Having a broken leg and being stuck in a hospital for the better part of two weeks had a rather nasty side effect for Mordred Pendragon of Britannia. One, no one with even an ounce of Arthurian lore knowledge would allow her to exist without asking to verify that yes, that was her actual name and she was from ‘the UK, specifically East London and no, she wasn’t going to use her accent besides you people hardly treat her with respect when she used her American accent why would it be any better if she sounded british as they put it?’ Two, they all assumed she wanted british things to eat which was as far as hospital staff knew was bangers and mash. She had found it cute the first two days. After that when it was all they offered her for breakfast she wanted to kill herself. Dramatically. Death by breakfast bangers and mash. Three, staff at the hospital thought that by being decent human beings they were being amazing at their jobs. This included them offering to get little special things like a candy or actually decent food that was not hospital cafeteria fare. (Which wasn’t so much bad as it was bland. No spice white as she called it, earning a hearty laugh from the mother of her shared room’s fellow company). Four, someone had gotten her a pumpkin spice frappe from the golden arches and her insides had protested and she wanted to rip her own leg off just so she could beat the nurse up with it.
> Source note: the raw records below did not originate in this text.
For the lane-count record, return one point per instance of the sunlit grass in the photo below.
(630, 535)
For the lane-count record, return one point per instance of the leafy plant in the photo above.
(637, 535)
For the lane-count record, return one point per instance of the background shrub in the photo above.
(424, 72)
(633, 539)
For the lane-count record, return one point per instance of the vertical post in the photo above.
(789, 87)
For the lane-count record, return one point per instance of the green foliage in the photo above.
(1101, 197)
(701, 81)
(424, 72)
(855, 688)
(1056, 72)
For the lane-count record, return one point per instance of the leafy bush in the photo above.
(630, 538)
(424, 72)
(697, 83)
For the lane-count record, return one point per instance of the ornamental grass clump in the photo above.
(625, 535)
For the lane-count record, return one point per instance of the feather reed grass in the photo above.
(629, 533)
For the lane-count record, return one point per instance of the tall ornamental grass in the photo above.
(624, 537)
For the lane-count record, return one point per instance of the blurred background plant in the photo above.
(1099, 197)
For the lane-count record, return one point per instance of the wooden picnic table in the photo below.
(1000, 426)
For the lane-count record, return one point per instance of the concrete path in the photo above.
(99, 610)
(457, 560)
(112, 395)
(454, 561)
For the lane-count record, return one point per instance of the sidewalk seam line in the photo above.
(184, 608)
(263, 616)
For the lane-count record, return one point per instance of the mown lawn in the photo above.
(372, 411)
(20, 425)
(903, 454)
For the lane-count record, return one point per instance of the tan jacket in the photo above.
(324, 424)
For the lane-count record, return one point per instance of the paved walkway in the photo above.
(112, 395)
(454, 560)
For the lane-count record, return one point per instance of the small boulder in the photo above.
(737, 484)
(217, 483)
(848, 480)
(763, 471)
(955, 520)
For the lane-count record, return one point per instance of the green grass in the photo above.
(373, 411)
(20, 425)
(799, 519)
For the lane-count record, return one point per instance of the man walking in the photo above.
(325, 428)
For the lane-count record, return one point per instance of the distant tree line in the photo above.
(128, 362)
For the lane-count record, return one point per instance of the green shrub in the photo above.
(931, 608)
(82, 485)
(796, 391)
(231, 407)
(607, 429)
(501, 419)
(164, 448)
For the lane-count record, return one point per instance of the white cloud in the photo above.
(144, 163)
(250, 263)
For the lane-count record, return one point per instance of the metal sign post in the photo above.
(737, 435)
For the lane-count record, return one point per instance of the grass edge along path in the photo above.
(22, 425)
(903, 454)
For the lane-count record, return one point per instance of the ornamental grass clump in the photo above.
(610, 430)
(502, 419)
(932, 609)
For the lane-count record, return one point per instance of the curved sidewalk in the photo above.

While these were not immediate side effects, they all bore down on the small girl while she was bedridden with her mangled leg, and now out but still immobile, she was in her bed at home writhing in seething hate for thinking ‘oh it was just me being in a hospital bed that made the pumpkin spice drink so bad’. No, she was wrong. So very, very, wrong. The drink was just that bad and this time she’d been the one to get it herself, crutches and all. She’d called the uber. She’d paid cash money for the drink. Now in bed, stomach protesting at her, she wondered if people in food service just hated pumpkin spice so they poisoned it. (She would not have blamed them, retail as she had learned from mass media, was a hell job no one wanted to be a part of yet always seemed to be better than the alternative which was homelessness and joblessness).
Groaning as she sat up, she sent a very sad photo of herself to Arthur, asking him to bring up pain meds and something plain to help settle her stomach if he didn’t mind. (He probably would and then fuss over her having gone out). It there was any one bright spot of this, it was knowing she too, understood that pumpkin spice was now and forever just what it sounded like. Disgusting and overkill in anything and everything in the history of forever.